Liriel die Weiße
Lilli rutschte in ihrem Schlafsessel hin und her. Die Dinger waren einfach unbequem, viel zu eng. Im Liegewagen hätte die Fahrt nicht so viel mehr gekostet, aber die ganze Klasse hatte sie niedergebrüllt, als sie den Vorschlag machte. Anscheinend hatten die anderen gar nicht vor zu schlafen. Sie waren alle mit essen, Karten spielen, daddeln, sich quer über drei Sitzreihen unterhalten oder gemeinsam Musik hören beschäftigt. Lilli schlug ihr Buch wieder auf und versuchte wenigstens zu lesen.
„Kalaï flog auf dem Rücken ihres Drachen dahin wie der Wind. Der lange Weg von Barekh zur Drachenzinne schrumpfte auf drei kurze Tagesreisen zusammen. Drei Tage, in denen weder Brückenwächter noch unwegsames Gelände sie aufhalten konnten. Ihre Verfolger hatte sie weit hinter sich gelassen.

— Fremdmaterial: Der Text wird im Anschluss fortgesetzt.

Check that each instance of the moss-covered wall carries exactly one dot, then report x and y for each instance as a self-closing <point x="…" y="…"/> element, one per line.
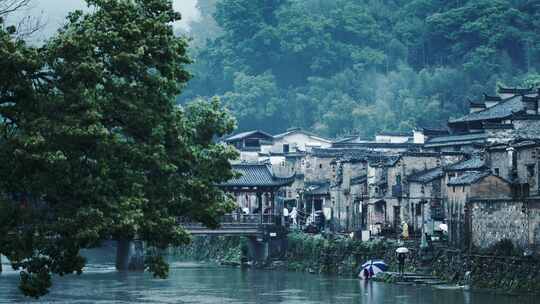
<point x="212" y="248"/>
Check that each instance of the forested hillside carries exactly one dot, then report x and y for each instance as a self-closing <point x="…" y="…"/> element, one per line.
<point x="343" y="66"/>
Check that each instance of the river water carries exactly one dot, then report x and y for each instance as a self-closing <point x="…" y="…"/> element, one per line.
<point x="204" y="283"/>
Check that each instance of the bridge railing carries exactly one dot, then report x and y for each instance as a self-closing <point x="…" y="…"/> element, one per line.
<point x="239" y="218"/>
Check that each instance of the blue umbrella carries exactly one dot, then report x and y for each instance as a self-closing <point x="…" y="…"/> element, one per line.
<point x="373" y="267"/>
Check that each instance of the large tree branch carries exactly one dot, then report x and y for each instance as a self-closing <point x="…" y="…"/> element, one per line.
<point x="10" y="6"/>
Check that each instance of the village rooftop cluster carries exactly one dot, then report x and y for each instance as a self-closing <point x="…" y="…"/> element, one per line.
<point x="475" y="181"/>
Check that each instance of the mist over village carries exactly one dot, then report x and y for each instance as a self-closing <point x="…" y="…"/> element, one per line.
<point x="270" y="151"/>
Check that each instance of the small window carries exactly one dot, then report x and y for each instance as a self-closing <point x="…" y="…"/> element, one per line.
<point x="530" y="170"/>
<point x="285" y="148"/>
<point x="418" y="210"/>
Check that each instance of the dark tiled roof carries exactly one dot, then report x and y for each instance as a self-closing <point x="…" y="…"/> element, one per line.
<point x="358" y="180"/>
<point x="395" y="133"/>
<point x="517" y="91"/>
<point x="299" y="130"/>
<point x="256" y="175"/>
<point x="456" y="139"/>
<point x="359" y="144"/>
<point x="501" y="110"/>
<point x="383" y="160"/>
<point x="468" y="178"/>
<point x="317" y="188"/>
<point x="426" y="176"/>
<point x="347" y="153"/>
<point x="247" y="134"/>
<point x="474" y="163"/>
<point x="479" y="104"/>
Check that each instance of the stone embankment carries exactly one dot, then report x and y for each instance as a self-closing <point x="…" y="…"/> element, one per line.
<point x="501" y="267"/>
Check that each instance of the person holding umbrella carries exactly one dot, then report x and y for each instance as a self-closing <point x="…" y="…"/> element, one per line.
<point x="371" y="268"/>
<point x="401" y="255"/>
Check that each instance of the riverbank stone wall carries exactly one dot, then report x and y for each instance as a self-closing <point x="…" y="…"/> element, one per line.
<point x="495" y="220"/>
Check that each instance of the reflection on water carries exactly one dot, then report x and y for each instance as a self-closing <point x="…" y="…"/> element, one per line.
<point x="201" y="283"/>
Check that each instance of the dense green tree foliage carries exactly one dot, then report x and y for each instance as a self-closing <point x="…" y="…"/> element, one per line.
<point x="339" y="66"/>
<point x="94" y="146"/>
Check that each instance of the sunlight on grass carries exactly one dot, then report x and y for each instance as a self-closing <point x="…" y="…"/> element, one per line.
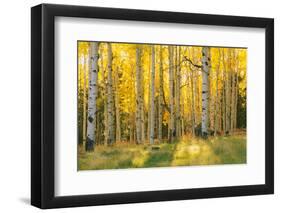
<point x="186" y="152"/>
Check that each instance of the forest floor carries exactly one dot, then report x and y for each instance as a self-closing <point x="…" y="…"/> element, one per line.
<point x="185" y="152"/>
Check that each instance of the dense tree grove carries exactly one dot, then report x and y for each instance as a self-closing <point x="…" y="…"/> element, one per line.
<point x="152" y="94"/>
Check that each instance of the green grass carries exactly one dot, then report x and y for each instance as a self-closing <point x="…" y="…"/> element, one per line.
<point x="185" y="152"/>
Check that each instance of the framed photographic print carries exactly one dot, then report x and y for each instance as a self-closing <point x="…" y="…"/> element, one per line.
<point x="139" y="106"/>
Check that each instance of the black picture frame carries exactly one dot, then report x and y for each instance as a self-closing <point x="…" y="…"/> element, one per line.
<point x="43" y="102"/>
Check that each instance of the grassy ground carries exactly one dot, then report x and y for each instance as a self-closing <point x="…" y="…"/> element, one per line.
<point x="186" y="152"/>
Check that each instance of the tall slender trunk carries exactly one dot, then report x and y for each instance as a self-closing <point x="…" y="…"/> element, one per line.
<point x="171" y="95"/>
<point x="152" y="109"/>
<point x="205" y="90"/>
<point x="160" y="100"/>
<point x="117" y="105"/>
<point x="216" y="99"/>
<point x="110" y="96"/>
<point x="105" y="113"/>
<point x="92" y="99"/>
<point x="192" y="100"/>
<point x="85" y="64"/>
<point x="226" y="95"/>
<point x="178" y="83"/>
<point x="138" y="96"/>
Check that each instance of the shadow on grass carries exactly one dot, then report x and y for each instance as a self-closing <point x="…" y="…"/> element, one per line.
<point x="186" y="152"/>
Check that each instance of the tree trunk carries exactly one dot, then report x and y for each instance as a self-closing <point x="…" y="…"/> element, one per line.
<point x="85" y="100"/>
<point x="171" y="95"/>
<point x="138" y="97"/>
<point x="117" y="106"/>
<point x="160" y="100"/>
<point x="105" y="114"/>
<point x="217" y="98"/>
<point x="178" y="83"/>
<point x="110" y="96"/>
<point x="92" y="99"/>
<point x="205" y="90"/>
<point x="152" y="109"/>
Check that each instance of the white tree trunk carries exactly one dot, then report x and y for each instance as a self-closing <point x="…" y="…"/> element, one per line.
<point x="138" y="96"/>
<point x="104" y="101"/>
<point x="178" y="83"/>
<point x="205" y="90"/>
<point x="110" y="96"/>
<point x="117" y="106"/>
<point x="92" y="99"/>
<point x="85" y="65"/>
<point x="171" y="95"/>
<point x="152" y="109"/>
<point x="160" y="103"/>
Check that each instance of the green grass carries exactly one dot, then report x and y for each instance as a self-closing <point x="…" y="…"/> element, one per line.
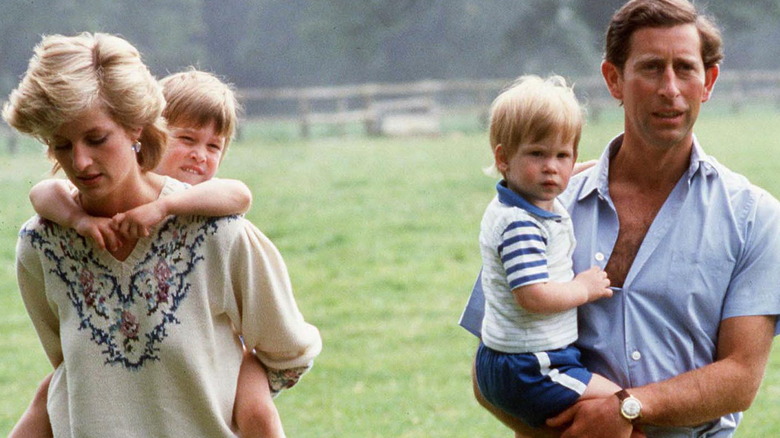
<point x="380" y="236"/>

Die Sonne näherte sich dem Horizont. Kalaï musste an ein Nachtlager denken. Ursprünglich wollte sie diese Nacht in Sulihah verbringen und dabei gleich der Mondaresse ihre Botschaft ausrichten. Aber Sulihah hatte sie schon am Mittag passiert. Vor ihr lag Torglindis. Dort konnte sie dem Gaedir mitteilen, was sich im Süden zusammenbraute. Wenn sie dafür die letzten paar Stunden Flugzeit opferte, die ihr noch blieben.
Kalaï steuerte den Shrewenwald im Westen der Stadt an und drängte ihren Drachen zum Landen. Während er langsam auf eine Lichtung niederging, zog sie den Metschlauch aus ihrem Rucksack. Der Drache setzte auf. Schnell den Met auf seinen Hals gießen – der Sturz – abrollen.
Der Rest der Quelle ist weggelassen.